The reverse of that is also true. Whilst your character is always progressing, some runs can feel fruitless as you stumble through a stage only to realise you’re on your last legs. The short nature of the runs take the edge of some of the frustration but, if you’re not making the grander leaps, it can feel like you’re stagnating. There’s something to be gained by backtracking to a previous pick-up as they remain on the level until the run expires. . It’s a strategic option I quite like and you’ll have to consider the risks in re-treading old ground. Sadly, the same luxury is not afforded to health drops
Each stage (seven in total) culminates in a boss fight and it definitely pays to be prepared for them. They have unique attacks to overcome and success can feel satisfying. Victory in a stage unlocks more characters to play with which all have their own strengths. Until then, though, you’re stuck with Brecht. He’s a fairly rounded gunner with a secondary ability that ups his fire rate.
Visuals are cartoony and detailed with the different enemy types exploding in a bloom of colour and blood splatter. It’s nice to just mow a hoard of fodder down and the bigger threats are easily identified. It can get cluttered but you rarely feel like you’re lost amidst the crowd. The different tile sets offer some variety in the levels but I find some of them repeat all too often. They aren’t too bothersome to navigate and a handy mini-map displays items and pathways pretty clearly.
Some might initially struggle with the small text on the heads up display. If you sit across a room from your TV, you might have trouble figuring out what your new sub-weapon does due to the small font they’ve chosen. It’s something I’ve gotten used to but it will definitely have a few people squinting. The PC version contains the same issue so, if you’ve experienced that version, you know what to expect. I’d also like to point out how loud the sound effects, particularly your weaponry sounds. There is some background music but it seems muted against the constant banging of your shots. It might as well not be there.
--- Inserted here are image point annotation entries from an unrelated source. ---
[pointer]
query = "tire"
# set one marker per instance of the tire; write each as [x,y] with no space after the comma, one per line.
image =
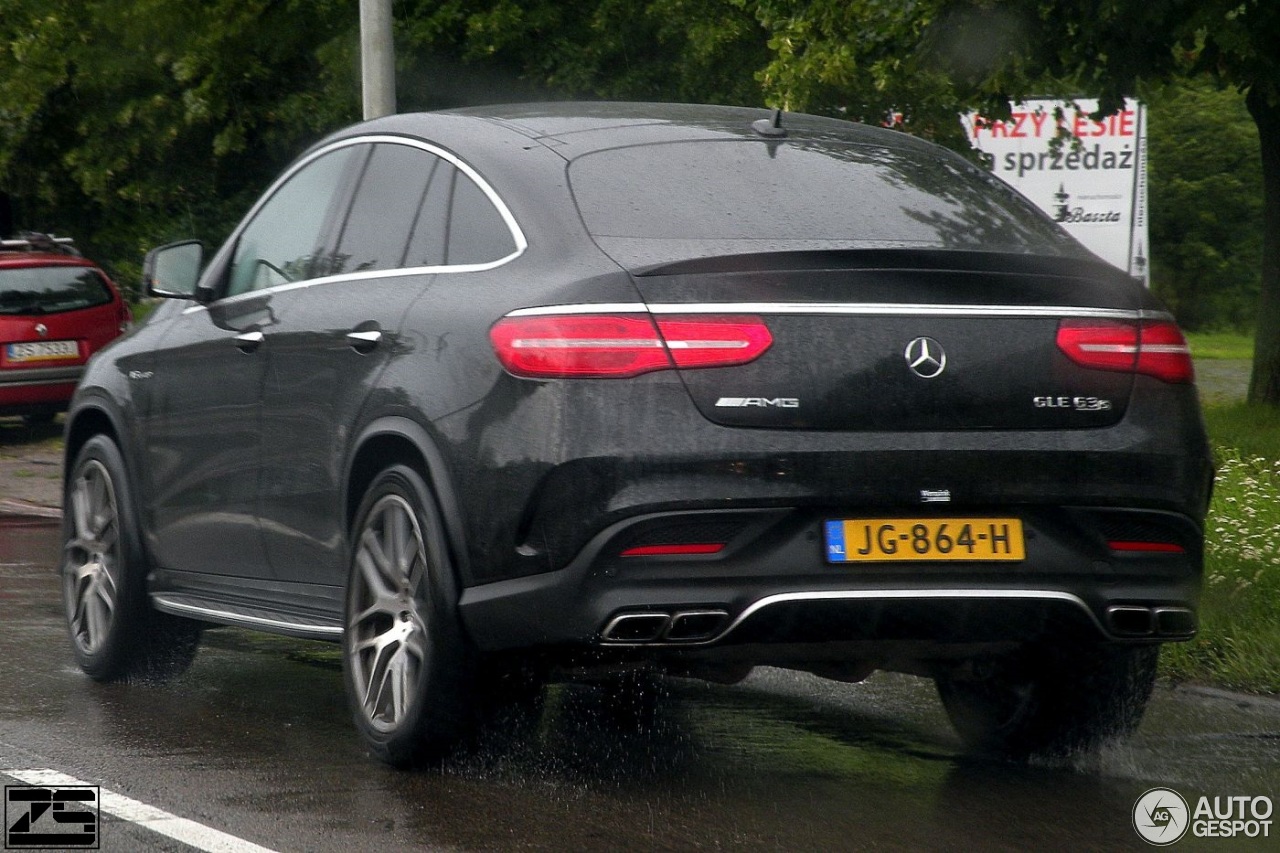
[115,633]
[406,662]
[1051,703]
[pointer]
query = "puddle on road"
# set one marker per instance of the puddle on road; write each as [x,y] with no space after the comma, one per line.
[257,731]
Whilst I initially enjoyed Rogue Stormers’ bread and butter, the little victories are no longer hitting the mark. Some will find this addictive and I certainly see the appeal of just one more run but there are definite chunks where I feel any improvements I make are neutered by luck, rather than judgement. In spite of this, I feel there’s a good game here for those that want a Contra clone with some depth and the persistence definitely gives this game an advantage over other games occupying the genre.